That would work out about the same a 6 AL bolts I'd say.


----------



## COLINx86 (Apr 8, 2009)

AlexRandall said:


> That would work out about the same a 6 AL bolts I'd say.


No it actually works, and people actually ride like that.









There's Steve Peats bike with 3 ti rotor bolts, I'm sure he didn't use the brakes a whole lot, but still probably used them more than _most_ people on here will. MattKock's bike also has just 3 ti rotor bolts.


----------



## far twiggle (Nov 29, 2006)

Got my red ti here:

http://www.imperialbikeco.com/products/Anodized-Titanium-Torx-Rotor-Bolts-.html

(Not affiliated with them). Red isn't quite as dark as Toronto's though.


----------



## Mountain Cycle Shawn (Jan 19, 2004)

Ericmopar said:


> Not a good idea Shawn. Aluminum is not good in a shear load application.
> 
> Eric.


Thanks eric and everyone else! I'll do Ti instead.


----------



## Mountain Cycle Shawn (Jan 19, 2004)

far twiggle said:


> Got my red ti here:
> 
> http://www.imperialbikeco.com/products/Anodized-Titanium-Torx-Rotor-Bolts-.html
> 
> (Not affiliated with them). Red isn't quite as dark as Toronto's though.


Thanks, I'll check it out. The Ti stuff usually isn't as dark.


----------



## [email protected]go-ride.com (Oct 1, 2005)

Interesting thread.

I've used 3 ti rotor bolts for 4 years with 180 rotors, i do loctite them and check them. I've seen a lot of people do it and haven't seen any failures. Maybe it's just dumb since it's such a small wieght savings. If one bolt does come loose it going to be bad! I do know that brake mfg's don't like it since it can cause the rotors to warp. I wouldn't do it on a Formula R1 rotor, since the fins aren't attached to each other by the hub.

I wonder if you could even get alu rotor bolts tight enough before they broke. The rotors seem to flaten out against the hub when tightened. Alu 8mm bolts are used on some suspension frames like Pivot.

The only alu bolt i have is for the headset preload. I use Ti everywhere else. I'm sure mounting the brake levers and shifters would be good for alu too.


----------



## m85476585 (Jun 7, 2007)

[email protected] said:


> Interesting thread.
> 
> I've used 3 ti rotor bolts for 4 years with 180 rotors, i do loctite them and check them. I've seen a lot of people do it and haven't seen any failures. Maybe it's just dumb since it's such a small wieght savings. If one bolt does come loose it going to be bad! I do know that brake mfg's don't like it since it can cause the rotors to warp. I wouldn't do it on a Formula R1 rotor, since the fins aren't attached to each other by the hub.
> 
> ...


It doesn't matter what size the rotors are as long as the brakes are able to generate braking force that is limited by something else (either the wheel losing traction or the back wheel lifting up) since the torque is applied at the radius of rotor bolts, which is standard.

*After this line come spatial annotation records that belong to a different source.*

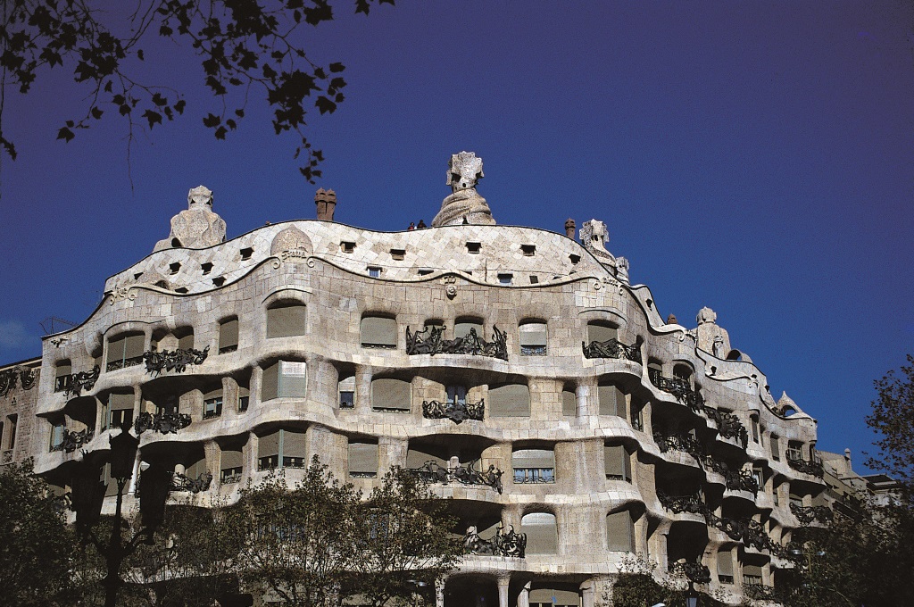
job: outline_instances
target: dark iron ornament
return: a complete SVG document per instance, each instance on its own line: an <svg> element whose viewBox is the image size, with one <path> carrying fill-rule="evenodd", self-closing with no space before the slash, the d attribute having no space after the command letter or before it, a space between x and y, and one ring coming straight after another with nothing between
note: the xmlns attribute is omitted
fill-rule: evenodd
<svg viewBox="0 0 914 607"><path fill-rule="evenodd" d="M10 390L15 389L16 383L21 384L24 390L32 389L37 378L37 374L32 369L22 367L14 367L0 371L0 398L5 397Z"/></svg>
<svg viewBox="0 0 914 607"><path fill-rule="evenodd" d="M505 532L505 527L499 525L492 539L483 539L474 526L469 527L463 536L463 550L468 554L523 559L526 552L526 534L515 533L513 525Z"/></svg>
<svg viewBox="0 0 914 607"><path fill-rule="evenodd" d="M819 462L807 462L800 457L791 457L790 453L787 455L787 464L797 472L818 476L819 478L822 478L825 474L822 463Z"/></svg>
<svg viewBox="0 0 914 607"><path fill-rule="evenodd" d="M190 425L190 416L186 413L140 413L133 423L133 430L137 435L147 430L159 432L161 434L175 434L177 431Z"/></svg>
<svg viewBox="0 0 914 607"><path fill-rule="evenodd" d="M101 369L98 365L92 367L91 371L80 371L69 376L70 379L65 385L64 393L67 396L80 396L82 390L90 390L95 388L95 382L99 379Z"/></svg>
<svg viewBox="0 0 914 607"><path fill-rule="evenodd" d="M580 343L585 358L625 358L642 364L641 348L636 345L626 346L618 339L607 339L604 342L592 341L590 344Z"/></svg>
<svg viewBox="0 0 914 607"><path fill-rule="evenodd" d="M64 428L63 440L60 441L59 444L52 447L51 451L62 451L67 453L72 453L74 451L91 441L92 435L92 431L88 428L81 430L79 432L72 432Z"/></svg>
<svg viewBox="0 0 914 607"><path fill-rule="evenodd" d="M412 333L406 327L406 353L409 355L428 354L469 354L474 357L492 357L508 359L507 334L493 327L492 341L487 342L476 334L475 328L463 337L443 339L444 326L427 326ZM426 335L428 334L428 335Z"/></svg>
<svg viewBox="0 0 914 607"><path fill-rule="evenodd" d="M701 500L701 494L696 493L691 495L669 495L663 491L657 491L657 499L667 510L674 513L687 512L694 515L700 515L705 517L705 522L708 527L720 529L734 541L742 542L744 546L752 547L759 550L769 550L771 554L784 556L787 553L781 544L773 541L767 533L761 523L752 519L735 519L718 516Z"/></svg>
<svg viewBox="0 0 914 607"><path fill-rule="evenodd" d="M422 417L429 420L451 420L461 423L464 420L483 421L485 410L485 399L479 402L441 402L440 400L423 400Z"/></svg>
<svg viewBox="0 0 914 607"><path fill-rule="evenodd" d="M829 523L834 517L832 509L827 506L799 506L791 503L791 512L797 517L801 525L809 525L813 522Z"/></svg>
<svg viewBox="0 0 914 607"><path fill-rule="evenodd" d="M202 365L208 353L208 346L202 350L195 350L192 347L161 352L151 350L143 353L143 359L146 363L146 373L154 377L163 370L184 373L187 369L187 365Z"/></svg>
<svg viewBox="0 0 914 607"><path fill-rule="evenodd" d="M502 474L504 473L492 464L485 472L476 470L473 466L479 460L473 460L465 465L450 468L440 466L435 461L430 460L420 468L407 468L405 472L418 476L427 483L484 485L501 494L503 490Z"/></svg>
<svg viewBox="0 0 914 607"><path fill-rule="evenodd" d="M733 491L749 491L755 495L759 493L759 482L745 470L732 470L726 462L720 462L707 454L701 443L690 434L675 434L664 436L660 432L654 433L654 441L660 448L660 453L667 451L681 451L691 455L702 468L716 472L724 477L728 489Z"/></svg>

Based on my calculations, the bolts shearing clean off is plausible, in which case it doesn't matter if you use loctite or not. Having the bolts correctly torqued _might_ provide some friction between the surface of the rotor and the hub that also takes some of the braking force, but I wouldn't count on it. Someone could make a hub with aluminum pegs that fit into three of the rotor holes and uses regular screws for the other three, but that wouldn't really save much weight and would still be compromising on strength, which is probably not something the companies making these parts want to do.

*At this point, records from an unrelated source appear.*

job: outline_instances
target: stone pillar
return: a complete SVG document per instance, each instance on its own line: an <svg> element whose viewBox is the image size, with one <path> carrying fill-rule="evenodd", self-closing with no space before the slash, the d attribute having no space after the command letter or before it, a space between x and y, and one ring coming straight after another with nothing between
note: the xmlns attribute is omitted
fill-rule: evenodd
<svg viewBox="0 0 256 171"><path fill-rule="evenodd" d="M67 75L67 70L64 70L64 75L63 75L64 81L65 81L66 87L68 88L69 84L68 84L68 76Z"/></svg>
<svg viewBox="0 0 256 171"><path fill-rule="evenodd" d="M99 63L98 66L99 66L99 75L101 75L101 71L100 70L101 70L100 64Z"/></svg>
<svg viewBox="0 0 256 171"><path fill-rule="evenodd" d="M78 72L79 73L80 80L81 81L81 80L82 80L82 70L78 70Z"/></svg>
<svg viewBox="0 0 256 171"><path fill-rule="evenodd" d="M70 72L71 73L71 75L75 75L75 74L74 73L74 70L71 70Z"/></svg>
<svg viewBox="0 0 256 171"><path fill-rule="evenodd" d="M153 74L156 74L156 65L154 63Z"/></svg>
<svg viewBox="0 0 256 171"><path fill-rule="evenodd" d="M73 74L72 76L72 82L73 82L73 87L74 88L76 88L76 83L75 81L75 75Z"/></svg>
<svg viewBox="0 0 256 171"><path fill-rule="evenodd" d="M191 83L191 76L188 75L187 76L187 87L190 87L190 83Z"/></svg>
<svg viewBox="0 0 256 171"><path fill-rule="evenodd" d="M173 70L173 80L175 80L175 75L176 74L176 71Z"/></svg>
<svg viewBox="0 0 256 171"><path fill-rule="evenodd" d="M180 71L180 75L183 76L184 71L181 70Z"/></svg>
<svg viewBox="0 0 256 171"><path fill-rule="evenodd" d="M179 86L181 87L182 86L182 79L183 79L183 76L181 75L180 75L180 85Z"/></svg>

On the back brake, skimping on bolts is probably fine- if it breaks you still have the front brake and you probably won't crash, but if the front brake breaks I'd think you would be much worse off. In addition, the back brake takes much less force, since the back wheel will usually skid.


----------



## jadis3 (Nov 18, 2007)

I am always wondering when people those took off three small M5x10 ti bolts from a rotor still use big M6x15 steel bolts around !



COLINx86 said:


> No it actually works, and people actually ride like that.
> 
> 
> 
> ...


----------



## COLINx86 (Apr 8, 2009)

I'd be willing to bet those are Ti. If I remember right, Avid's Ti bolts are round on the top also. Plus the steel (avid) bolts are usually black.


----------



## solo-x (Feb 16, 2010)

The other thread brought this one back to the top.

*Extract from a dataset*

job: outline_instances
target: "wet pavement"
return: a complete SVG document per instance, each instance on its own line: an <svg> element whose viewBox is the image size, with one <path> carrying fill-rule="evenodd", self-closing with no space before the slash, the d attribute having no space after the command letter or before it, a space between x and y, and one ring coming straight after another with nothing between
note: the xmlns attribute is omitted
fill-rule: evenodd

We have a great bit of math covering the shear mode, but shear only factors in when the fastener isn't torqued. If shear were the mode, then we would see ovaling of the holes in our brake rotors that utilize aluminum center sections. But we don't. 

When you bolt a wheel to a car, the shear strength of the studs isn't what keeps the wheel on. It's the clamping force from the lug nuts applied to hub and wheel interface. That force multiplied by the coefficient of friction for that interface ends up being a significantly greater force than the 5 stud's shear strength.

The same mechanism is at play when you bolt your brake rotors to your hubs. The clamping force of 6 rotor bolts at 4nm. And that force is the same regardless of bolt material. Steel bolt, Ti bolt, Al bolt, all with the same major diameter, thread pitch, and torque value and the clamping force is going to be the same.


----------